The broadband router and other always-on devices

A modern home hums with devices that never switch off: the broadband router, the smart speaker, the doorbell, the various little boxes with a standby light. None of them draws much at any one moment, but running every hour of every day, the constant loads add up to a real, if modest, slice of the electricity bill. Knowing which are worth leaving on, and which are quietly wasteful, keeps that slice in proportion.

What the router costs

A broadband router draws only a handful of watts, but because it typically runs around the clock those watts accumulate into a steady annual figure, the kind of small constant load that the running cost calculator shows is more than the moment-to-moment draw suggests. It is not a large cost, comfortably in the every-little-helps category rather than among the heavy hitters, but it is real, and it is the archetype of the always-on device: trivial per hour, noticeable per year.

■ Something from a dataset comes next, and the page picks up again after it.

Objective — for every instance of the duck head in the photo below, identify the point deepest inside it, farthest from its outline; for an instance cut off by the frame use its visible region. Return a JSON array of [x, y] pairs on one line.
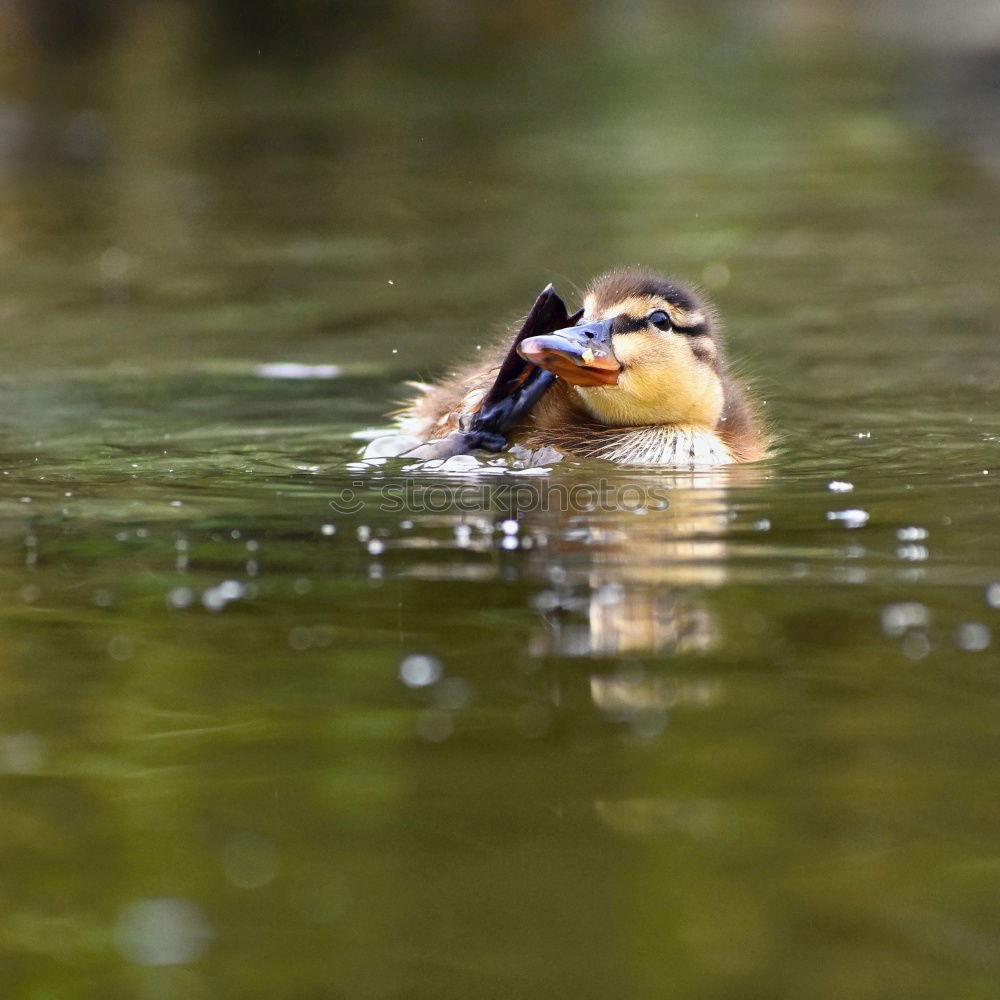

Why people leave it on, and when that is right

Routers are usually left on permanently for good reasons. They take a few minutes to reconnect, some home services such as internet-connected security cameras, smart heating or a landline that runs over broadband depend on the connection staying up, and frequent power cycling does the hardware no favours. For a household that uses the connection through the day, or relies on always-connected devices, leaving the router on is the sensible choice and the small running cost is the price of the convenience. There is little point switching it off for the sake of pennies if it disrupts things you rely on.

When switching off is worth it

The case for turning it off is narrow but real. If the house is genuinely empty and nothing depends on the connection, for instance overnight in a home with no smart devices or while away on holiday, switching the router off saves its standing draw and is fine for the hardware over those longer breaks. The judgement is simply whether anything needs it while you are not there. For most connected homes the answer is yes for short absences and no for long ones, so the holiday switch-off is the main opportunity.

The other always-on bits

Beyond the router sit the smart speakers, the voice assistants, the video doorbell, the standby lights on chargers and appliances, and the clocks on the oven and microwave. Individually each is tiny; collectively they form the baseline load your house draws even when you are doing nothing. The honest position, set out more fully in the standby power guide, is that this baseline is worth a tidy-up but not an obsession. Find the genuinely thirsty always-on devices with a plug-in monitor and deal with those; leave the truly trivial ones be.

Keeping it in proportion

The always-on loads are a useful reminder of the principle running through this whole site: chase the big users first. The router and its companions are worth knowing about and tidying where it costs you nothing, but they will never rival the heating, the hot water or the tumble dryer. Switch off the entertainment cluster at night, turn the router off when the house is empty for a stretch if nothing needs it, and then stop worrying about the small constant loads and put your effort where the real money goes.